Appex 11 – Penalized Regression in R

STA 363 - Spring 2023

Set up

Click File > New Project

Click the third option.

Click the first option

Paste this link in the top box (Repository url):

https://github.com/sta-363-s23/11-appex.git

Examine the Hitters dataset by running ?Hitters in the Console
We want to predict a major league player’s Salary from all of the other 19 variables in this dataset. Create a visualization of Salary.
Create a recipe to estimate this model.
Add a preprocessing step to your recipe, scaling each of the predictors

Add a preprocessing step to your recipe to convert nominal variables into indicators
Add a step to your recipe to remove missing values for the outcome
Add a step to your recipe to impute missing values for the predictors using the average for the remaining values NOTE THIS IS NOT THE BEST WAY TO DO THIS WE WILL LEARN BETTER TECHNIQUES!

Set a seed set.seed(1)
Create a cross validation object for the Hitters dataset
Using the recipe from the previous exercise, fit the model using Ridge regression with a penalty \(\lambda\) = 300
What is the estimate of the test RMSE for this model?

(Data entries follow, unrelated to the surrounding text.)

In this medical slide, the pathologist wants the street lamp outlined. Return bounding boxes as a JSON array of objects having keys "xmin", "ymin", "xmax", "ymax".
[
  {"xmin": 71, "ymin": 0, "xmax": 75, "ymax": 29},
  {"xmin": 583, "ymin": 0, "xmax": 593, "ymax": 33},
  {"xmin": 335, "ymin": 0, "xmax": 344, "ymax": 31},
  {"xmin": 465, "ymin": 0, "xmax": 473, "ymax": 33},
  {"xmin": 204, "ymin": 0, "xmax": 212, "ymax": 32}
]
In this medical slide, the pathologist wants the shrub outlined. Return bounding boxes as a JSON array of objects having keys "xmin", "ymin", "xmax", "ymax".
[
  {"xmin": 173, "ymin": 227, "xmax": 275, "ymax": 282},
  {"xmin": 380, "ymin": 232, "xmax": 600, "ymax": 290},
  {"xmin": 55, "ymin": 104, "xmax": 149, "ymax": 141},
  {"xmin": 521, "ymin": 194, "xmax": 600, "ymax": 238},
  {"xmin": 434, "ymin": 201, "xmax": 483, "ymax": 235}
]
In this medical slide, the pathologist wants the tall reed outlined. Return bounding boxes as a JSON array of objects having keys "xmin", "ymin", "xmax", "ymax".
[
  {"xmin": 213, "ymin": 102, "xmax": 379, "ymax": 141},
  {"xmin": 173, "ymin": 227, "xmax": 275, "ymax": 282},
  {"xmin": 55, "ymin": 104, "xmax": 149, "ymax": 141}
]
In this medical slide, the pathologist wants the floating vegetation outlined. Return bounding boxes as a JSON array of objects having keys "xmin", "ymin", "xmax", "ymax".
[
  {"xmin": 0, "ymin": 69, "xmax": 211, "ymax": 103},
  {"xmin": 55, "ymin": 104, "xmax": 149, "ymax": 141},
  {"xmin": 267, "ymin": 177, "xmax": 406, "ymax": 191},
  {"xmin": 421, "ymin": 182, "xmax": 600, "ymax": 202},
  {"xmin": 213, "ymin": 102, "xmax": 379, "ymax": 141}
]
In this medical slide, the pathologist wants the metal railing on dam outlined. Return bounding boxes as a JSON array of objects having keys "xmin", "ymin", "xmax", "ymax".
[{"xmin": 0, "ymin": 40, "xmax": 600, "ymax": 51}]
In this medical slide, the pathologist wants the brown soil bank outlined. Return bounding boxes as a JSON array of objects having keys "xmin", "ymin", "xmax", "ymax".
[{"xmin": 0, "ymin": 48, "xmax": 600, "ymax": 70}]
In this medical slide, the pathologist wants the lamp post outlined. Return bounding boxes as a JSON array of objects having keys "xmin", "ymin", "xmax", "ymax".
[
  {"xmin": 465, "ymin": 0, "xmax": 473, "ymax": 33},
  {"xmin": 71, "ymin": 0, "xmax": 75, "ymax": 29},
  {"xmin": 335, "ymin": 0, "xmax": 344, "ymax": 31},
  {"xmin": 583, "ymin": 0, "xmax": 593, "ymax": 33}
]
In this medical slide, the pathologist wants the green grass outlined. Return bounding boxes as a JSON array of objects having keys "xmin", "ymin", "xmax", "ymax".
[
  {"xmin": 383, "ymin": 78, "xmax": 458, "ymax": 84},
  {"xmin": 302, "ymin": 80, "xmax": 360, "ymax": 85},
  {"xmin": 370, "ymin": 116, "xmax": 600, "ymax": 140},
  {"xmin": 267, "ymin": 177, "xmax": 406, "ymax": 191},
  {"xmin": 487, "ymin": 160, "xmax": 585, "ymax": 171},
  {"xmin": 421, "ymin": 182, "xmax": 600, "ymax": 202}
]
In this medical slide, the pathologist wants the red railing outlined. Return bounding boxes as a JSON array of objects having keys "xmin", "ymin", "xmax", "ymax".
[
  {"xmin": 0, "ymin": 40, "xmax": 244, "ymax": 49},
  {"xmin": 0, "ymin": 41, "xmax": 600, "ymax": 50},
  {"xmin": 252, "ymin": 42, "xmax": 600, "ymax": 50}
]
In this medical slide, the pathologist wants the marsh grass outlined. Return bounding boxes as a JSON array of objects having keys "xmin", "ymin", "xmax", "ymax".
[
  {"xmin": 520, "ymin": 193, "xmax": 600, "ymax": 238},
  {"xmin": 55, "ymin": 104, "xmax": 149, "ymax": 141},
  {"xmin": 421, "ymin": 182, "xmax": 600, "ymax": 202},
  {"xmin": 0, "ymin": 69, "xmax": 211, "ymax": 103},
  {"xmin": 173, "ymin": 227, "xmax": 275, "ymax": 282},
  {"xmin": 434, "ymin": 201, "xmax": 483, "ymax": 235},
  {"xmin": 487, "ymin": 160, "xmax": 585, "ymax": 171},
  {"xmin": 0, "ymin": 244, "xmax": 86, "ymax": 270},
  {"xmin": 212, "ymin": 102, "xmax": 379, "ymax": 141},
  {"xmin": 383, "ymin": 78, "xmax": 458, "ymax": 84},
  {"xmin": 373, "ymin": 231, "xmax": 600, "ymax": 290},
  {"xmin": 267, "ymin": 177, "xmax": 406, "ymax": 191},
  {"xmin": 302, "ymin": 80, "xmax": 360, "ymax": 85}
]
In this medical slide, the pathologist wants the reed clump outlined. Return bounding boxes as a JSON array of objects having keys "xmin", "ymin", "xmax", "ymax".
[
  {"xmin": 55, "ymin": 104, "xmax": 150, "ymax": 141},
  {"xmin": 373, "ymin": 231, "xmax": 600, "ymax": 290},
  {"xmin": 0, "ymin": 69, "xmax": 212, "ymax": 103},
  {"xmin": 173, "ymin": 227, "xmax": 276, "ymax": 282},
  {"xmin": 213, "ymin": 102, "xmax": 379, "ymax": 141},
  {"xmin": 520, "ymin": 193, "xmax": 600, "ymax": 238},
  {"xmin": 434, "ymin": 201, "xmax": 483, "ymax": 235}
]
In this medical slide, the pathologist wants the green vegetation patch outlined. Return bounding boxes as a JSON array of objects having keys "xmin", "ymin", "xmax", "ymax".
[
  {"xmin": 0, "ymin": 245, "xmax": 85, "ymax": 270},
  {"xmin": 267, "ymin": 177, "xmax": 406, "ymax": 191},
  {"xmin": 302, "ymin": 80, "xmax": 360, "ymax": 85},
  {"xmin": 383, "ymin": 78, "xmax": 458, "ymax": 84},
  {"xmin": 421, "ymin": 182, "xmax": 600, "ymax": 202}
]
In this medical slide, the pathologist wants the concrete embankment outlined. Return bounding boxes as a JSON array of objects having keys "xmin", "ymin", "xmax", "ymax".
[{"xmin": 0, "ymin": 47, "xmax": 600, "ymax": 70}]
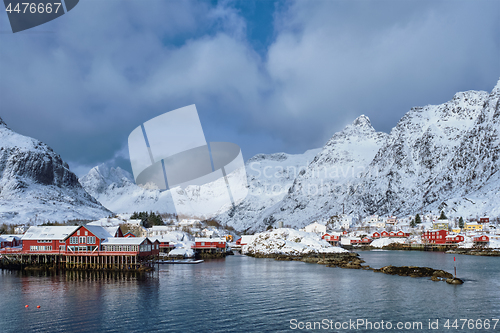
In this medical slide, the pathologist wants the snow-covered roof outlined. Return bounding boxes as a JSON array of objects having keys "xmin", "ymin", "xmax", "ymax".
[
  {"xmin": 85, "ymin": 225, "xmax": 114, "ymax": 239},
  {"xmin": 194, "ymin": 237, "xmax": 226, "ymax": 243},
  {"xmin": 22, "ymin": 226, "xmax": 80, "ymax": 240},
  {"xmin": 104, "ymin": 226, "xmax": 120, "ymax": 237},
  {"xmin": 102, "ymin": 237, "xmax": 146, "ymax": 245}
]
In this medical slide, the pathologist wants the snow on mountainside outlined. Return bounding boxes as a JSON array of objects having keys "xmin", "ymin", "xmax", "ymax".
[
  {"xmin": 246, "ymin": 115, "xmax": 388, "ymax": 230},
  {"xmin": 80, "ymin": 149, "xmax": 318, "ymax": 219},
  {"xmin": 0, "ymin": 118, "xmax": 111, "ymax": 224},
  {"xmin": 80, "ymin": 81, "xmax": 500, "ymax": 232},
  {"xmin": 79, "ymin": 164, "xmax": 175, "ymax": 213}
]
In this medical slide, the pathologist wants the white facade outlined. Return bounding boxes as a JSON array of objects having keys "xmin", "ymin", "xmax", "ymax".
[{"xmin": 304, "ymin": 222, "xmax": 326, "ymax": 234}]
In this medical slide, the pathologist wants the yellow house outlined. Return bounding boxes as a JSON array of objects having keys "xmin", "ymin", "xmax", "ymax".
[{"xmin": 465, "ymin": 222, "xmax": 483, "ymax": 231}]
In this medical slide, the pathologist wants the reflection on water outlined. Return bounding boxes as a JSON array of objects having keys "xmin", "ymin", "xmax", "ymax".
[{"xmin": 0, "ymin": 251, "xmax": 500, "ymax": 332}]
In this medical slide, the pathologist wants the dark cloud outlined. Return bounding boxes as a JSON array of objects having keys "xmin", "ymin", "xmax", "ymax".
[{"xmin": 0, "ymin": 0, "xmax": 500, "ymax": 174}]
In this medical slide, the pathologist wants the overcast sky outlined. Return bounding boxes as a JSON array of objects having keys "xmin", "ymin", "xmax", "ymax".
[{"xmin": 0, "ymin": 0, "xmax": 500, "ymax": 176}]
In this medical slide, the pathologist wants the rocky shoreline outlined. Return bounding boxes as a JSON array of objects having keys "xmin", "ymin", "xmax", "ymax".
[
  {"xmin": 247, "ymin": 252, "xmax": 463, "ymax": 284},
  {"xmin": 247, "ymin": 252, "xmax": 369, "ymax": 269}
]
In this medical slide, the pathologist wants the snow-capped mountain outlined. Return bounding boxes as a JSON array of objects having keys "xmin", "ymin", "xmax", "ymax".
[
  {"xmin": 0, "ymin": 118, "xmax": 111, "ymax": 224},
  {"xmin": 79, "ymin": 164, "xmax": 175, "ymax": 213},
  {"xmin": 232, "ymin": 115, "xmax": 388, "ymax": 231},
  {"xmin": 213, "ymin": 149, "xmax": 321, "ymax": 231},
  {"xmin": 256, "ymin": 81, "xmax": 500, "ymax": 229},
  {"xmin": 79, "ymin": 149, "xmax": 318, "ymax": 220},
  {"xmin": 80, "ymin": 81, "xmax": 500, "ymax": 232}
]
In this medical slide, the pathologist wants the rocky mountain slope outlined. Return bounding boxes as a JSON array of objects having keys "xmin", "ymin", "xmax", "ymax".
[
  {"xmin": 228, "ymin": 115, "xmax": 388, "ymax": 231},
  {"xmin": 79, "ymin": 164, "xmax": 175, "ymax": 213},
  {"xmin": 256, "ymin": 82, "xmax": 500, "ymax": 229},
  {"xmin": 80, "ymin": 81, "xmax": 500, "ymax": 232},
  {"xmin": 0, "ymin": 118, "xmax": 111, "ymax": 224}
]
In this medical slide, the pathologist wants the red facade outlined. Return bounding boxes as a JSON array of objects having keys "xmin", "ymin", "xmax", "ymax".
[
  {"xmin": 191, "ymin": 239, "xmax": 226, "ymax": 249},
  {"xmin": 446, "ymin": 235, "xmax": 464, "ymax": 244},
  {"xmin": 422, "ymin": 229, "xmax": 448, "ymax": 244},
  {"xmin": 474, "ymin": 235, "xmax": 490, "ymax": 243}
]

Using the Hitters cross validation object and recipe created in the previous exercise, use tune_grid to pick the optimal penalty and mixture values.
Update the code below to create a grid that includes penalties from 0 to 50 by 1 and mixtures from 0 to 1 by 0.5.
Use this grid in the tune_grid function. Then use collect_metrics and filter to only include the RSME estimates.
Create a figure to examine the estimated test RMSE for the grid of penalty and mixture values – which should you choose?

Using the final model specification, extract the coefficients from the model by creating a workflow
Filter out any coefficients exactly equal to 0